= Hydraulic tomography =

Use of multiple hydraulic tests to characterize an aquifer

Hydraulic tomography (HT) is a sequential cross-hole hydraulic test followed by inversion of all the data to map the spatial distribution of aquifer hydraulic properties. Specifically, HT involves installation of multiple wells in an aquifer, which are partitioned into several intervals along the depth using packers. A sequential aquifer test at selected intervals is then conducted. During the test, water is injected or withdrawn (i.e. a pressure excitation) at a selected interval in a given well. Pressure responses of the subsurface are then monitored at other intervals at this well and also in other wells. This test produces a set of pressure excitation/response data of the subsurface.

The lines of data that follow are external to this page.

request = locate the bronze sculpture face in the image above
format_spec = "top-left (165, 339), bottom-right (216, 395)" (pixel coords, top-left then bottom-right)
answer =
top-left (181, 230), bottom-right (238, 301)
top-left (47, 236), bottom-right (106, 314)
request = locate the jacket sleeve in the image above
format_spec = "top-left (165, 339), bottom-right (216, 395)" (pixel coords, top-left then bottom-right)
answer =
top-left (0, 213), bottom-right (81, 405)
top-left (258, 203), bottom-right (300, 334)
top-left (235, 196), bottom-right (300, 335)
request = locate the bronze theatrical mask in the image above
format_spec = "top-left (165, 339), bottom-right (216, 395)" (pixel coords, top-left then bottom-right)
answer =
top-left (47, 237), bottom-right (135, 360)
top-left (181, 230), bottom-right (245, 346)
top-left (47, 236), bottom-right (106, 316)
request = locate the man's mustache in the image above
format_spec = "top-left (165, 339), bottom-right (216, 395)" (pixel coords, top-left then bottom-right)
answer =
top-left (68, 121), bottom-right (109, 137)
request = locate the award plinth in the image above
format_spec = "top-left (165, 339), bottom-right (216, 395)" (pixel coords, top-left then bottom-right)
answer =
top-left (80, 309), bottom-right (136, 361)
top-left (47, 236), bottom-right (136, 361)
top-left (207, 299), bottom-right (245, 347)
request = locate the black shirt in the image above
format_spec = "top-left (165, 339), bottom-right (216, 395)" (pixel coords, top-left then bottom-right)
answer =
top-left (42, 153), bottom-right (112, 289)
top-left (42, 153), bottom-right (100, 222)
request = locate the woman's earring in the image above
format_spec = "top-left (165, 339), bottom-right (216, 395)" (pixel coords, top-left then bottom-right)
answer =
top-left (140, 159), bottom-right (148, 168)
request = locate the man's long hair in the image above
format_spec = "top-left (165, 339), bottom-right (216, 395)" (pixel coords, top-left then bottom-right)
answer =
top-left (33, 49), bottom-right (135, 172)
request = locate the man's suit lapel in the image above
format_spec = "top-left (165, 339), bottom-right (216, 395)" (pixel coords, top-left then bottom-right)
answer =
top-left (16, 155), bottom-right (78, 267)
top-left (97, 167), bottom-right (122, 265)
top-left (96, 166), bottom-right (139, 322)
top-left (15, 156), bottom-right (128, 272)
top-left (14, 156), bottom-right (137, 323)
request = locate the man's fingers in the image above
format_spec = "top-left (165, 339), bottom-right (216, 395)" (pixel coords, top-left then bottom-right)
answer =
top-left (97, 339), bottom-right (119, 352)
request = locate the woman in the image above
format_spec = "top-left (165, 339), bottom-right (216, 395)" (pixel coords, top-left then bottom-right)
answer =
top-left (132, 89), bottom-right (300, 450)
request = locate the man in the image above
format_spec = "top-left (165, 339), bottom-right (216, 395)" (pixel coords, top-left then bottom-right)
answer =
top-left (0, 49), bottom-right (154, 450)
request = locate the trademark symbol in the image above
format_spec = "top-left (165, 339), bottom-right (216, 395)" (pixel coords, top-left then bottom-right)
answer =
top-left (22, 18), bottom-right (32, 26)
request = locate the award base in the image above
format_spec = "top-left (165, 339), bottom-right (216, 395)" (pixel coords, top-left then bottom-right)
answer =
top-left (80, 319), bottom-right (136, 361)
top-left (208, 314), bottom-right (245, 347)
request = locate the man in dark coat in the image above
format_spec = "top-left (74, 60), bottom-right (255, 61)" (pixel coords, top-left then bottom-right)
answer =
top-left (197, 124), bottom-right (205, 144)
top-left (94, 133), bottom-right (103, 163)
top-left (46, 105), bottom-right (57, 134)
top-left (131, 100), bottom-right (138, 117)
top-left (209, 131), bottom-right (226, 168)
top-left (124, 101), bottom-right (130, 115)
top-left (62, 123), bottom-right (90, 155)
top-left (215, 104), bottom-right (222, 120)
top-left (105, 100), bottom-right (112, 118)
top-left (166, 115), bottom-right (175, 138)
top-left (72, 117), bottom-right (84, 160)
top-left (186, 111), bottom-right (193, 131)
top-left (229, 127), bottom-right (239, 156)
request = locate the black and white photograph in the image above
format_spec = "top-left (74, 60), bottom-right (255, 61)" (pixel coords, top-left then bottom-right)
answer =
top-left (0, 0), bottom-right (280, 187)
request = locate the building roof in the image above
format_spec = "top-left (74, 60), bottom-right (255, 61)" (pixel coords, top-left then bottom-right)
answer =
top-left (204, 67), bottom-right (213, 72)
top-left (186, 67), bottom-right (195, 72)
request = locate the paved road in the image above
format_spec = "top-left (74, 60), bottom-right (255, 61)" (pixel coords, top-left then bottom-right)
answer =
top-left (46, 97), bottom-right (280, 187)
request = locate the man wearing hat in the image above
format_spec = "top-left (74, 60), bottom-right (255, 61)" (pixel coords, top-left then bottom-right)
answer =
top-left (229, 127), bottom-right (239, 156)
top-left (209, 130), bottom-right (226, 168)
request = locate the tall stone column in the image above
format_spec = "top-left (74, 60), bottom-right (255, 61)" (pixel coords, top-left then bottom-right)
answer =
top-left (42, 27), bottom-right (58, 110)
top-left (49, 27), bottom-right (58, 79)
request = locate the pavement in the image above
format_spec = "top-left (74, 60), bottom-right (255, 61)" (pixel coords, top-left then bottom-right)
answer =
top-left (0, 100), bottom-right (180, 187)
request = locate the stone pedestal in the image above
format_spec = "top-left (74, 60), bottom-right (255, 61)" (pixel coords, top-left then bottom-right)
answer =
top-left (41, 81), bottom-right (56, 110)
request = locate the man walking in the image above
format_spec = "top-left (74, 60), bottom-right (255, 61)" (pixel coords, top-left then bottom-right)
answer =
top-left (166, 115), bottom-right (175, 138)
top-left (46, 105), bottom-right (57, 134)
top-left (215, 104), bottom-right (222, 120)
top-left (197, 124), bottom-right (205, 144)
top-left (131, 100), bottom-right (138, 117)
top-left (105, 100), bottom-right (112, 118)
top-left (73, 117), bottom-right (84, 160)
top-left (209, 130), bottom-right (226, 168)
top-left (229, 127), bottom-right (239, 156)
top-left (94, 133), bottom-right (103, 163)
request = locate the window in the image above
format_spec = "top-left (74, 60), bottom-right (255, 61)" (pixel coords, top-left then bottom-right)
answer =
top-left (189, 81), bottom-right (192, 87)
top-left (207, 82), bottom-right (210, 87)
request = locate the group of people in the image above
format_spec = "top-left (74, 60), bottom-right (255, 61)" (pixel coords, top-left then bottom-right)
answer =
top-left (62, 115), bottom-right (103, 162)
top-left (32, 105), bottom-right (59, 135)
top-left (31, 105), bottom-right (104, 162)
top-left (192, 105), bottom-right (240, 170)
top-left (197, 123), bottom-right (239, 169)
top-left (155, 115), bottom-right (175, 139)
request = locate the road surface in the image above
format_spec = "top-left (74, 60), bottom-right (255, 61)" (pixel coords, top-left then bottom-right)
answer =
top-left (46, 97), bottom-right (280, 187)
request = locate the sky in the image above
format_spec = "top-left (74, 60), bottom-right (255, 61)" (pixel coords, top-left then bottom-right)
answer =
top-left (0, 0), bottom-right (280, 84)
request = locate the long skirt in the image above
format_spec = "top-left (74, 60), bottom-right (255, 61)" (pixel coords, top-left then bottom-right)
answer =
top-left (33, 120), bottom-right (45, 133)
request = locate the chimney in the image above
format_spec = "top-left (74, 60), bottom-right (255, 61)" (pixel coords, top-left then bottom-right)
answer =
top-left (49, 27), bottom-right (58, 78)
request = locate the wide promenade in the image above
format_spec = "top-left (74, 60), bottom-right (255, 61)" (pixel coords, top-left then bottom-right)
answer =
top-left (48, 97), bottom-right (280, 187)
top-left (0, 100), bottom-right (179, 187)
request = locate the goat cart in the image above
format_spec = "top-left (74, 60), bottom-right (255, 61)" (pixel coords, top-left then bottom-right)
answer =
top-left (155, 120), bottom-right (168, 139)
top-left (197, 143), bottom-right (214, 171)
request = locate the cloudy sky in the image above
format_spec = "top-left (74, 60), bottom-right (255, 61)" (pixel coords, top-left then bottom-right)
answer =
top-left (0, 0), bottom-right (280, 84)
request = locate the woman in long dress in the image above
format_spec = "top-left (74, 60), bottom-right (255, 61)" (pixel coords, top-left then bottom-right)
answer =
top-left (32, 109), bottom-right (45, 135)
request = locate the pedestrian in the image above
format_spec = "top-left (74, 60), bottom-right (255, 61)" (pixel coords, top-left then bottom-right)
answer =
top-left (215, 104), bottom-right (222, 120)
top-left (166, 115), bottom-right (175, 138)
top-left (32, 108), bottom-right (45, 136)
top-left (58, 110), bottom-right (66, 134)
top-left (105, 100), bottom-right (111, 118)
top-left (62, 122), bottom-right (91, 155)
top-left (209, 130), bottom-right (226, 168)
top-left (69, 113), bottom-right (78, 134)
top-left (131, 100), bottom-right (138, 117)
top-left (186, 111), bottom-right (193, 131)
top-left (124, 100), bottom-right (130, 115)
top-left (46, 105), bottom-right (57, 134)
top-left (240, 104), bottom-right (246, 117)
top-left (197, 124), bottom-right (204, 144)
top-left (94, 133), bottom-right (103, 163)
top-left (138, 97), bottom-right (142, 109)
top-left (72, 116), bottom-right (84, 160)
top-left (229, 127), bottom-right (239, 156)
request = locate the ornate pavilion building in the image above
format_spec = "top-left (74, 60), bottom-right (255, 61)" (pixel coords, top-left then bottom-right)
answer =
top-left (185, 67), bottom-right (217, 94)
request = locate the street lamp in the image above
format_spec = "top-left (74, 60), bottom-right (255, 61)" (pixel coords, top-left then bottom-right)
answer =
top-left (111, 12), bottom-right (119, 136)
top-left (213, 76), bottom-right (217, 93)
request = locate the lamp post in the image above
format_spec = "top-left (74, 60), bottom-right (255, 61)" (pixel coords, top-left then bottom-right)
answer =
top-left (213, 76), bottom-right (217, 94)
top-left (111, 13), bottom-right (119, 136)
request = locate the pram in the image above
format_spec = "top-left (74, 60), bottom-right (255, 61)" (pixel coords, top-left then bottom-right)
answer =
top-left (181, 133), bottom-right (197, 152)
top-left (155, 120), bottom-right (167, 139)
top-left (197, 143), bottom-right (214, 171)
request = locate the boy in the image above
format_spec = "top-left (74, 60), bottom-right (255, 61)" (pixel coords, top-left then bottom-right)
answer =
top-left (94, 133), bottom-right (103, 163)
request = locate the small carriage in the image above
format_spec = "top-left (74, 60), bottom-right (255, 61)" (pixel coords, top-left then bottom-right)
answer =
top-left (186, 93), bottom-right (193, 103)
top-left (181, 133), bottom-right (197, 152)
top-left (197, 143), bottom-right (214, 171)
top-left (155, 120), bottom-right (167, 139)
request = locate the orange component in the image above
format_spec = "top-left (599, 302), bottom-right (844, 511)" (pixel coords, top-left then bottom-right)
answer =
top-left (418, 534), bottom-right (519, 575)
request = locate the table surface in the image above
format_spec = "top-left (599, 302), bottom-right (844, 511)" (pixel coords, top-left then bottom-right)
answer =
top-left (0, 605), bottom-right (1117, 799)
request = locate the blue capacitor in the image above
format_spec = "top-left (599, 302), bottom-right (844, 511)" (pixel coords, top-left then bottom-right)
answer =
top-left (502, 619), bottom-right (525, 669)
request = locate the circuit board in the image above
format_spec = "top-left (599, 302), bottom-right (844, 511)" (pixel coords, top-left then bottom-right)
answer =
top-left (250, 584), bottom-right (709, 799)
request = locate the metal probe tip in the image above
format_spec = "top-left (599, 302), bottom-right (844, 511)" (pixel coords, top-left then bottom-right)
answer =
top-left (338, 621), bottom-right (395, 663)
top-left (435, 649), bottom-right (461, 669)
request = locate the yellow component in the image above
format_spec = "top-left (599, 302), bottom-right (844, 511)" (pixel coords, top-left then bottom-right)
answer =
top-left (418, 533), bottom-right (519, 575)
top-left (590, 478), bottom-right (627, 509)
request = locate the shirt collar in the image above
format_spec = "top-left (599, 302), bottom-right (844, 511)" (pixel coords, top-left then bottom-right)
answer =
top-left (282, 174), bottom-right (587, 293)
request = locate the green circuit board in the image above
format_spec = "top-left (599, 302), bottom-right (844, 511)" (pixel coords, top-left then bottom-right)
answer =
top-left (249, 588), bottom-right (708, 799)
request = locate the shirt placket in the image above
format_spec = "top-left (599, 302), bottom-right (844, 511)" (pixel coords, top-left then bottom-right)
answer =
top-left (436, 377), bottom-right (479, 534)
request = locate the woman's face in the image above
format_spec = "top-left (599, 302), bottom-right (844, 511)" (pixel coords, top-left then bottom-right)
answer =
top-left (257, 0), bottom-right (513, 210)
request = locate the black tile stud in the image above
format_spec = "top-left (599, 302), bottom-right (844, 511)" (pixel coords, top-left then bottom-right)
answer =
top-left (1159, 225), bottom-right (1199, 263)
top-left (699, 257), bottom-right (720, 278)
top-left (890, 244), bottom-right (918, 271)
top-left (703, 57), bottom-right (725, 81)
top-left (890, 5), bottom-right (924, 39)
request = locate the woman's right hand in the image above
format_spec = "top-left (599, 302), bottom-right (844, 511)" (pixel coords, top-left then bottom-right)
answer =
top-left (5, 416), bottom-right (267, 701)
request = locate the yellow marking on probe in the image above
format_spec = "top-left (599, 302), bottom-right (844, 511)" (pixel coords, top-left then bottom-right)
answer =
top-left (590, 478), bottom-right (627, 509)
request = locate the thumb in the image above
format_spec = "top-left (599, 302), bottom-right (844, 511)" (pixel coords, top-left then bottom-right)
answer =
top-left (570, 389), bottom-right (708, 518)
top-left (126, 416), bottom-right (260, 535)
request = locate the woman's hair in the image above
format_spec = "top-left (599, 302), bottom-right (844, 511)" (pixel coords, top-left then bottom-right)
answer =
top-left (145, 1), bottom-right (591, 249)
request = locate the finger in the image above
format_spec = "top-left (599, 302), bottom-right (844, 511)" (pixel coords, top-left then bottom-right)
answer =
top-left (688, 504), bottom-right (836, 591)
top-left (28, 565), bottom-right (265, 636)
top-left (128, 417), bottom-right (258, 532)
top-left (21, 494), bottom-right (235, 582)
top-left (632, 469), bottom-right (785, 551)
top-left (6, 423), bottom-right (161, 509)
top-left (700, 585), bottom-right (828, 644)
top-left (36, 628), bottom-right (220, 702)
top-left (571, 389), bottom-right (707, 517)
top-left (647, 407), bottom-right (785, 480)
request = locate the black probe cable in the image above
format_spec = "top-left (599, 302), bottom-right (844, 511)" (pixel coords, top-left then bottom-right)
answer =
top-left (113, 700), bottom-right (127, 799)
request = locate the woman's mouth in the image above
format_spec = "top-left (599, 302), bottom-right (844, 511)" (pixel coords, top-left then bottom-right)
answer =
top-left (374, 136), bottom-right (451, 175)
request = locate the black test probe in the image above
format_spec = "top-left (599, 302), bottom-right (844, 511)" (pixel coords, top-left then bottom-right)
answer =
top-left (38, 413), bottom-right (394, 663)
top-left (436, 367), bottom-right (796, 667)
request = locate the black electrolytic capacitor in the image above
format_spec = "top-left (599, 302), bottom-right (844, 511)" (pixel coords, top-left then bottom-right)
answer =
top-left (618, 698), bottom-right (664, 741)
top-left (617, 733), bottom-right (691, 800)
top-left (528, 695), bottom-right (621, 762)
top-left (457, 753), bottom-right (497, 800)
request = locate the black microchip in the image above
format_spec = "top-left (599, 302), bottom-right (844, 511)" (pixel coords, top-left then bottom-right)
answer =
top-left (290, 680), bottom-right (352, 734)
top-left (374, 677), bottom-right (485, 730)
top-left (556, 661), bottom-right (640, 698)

Once a given test has been completed, the pump is moved to another interval and the test is repeated to collect another set of data. The same procedure is then applied to the intervals at other wells. Afterward, the data sets from all tests are processed by a mathematical model to estimate the spatial distribution of hydraulic properties of the aquifer. These pairs of pumping and drawdown data sets at different locations make an inverse problem better posed, because each pair cross-validates the others such that the estimates become less non-unique. In other words, predictions of ground water flow based on the HT estimates will be more accurate and less uncertain than those based on estimates from traditional site-characterization approaches and model calibrations.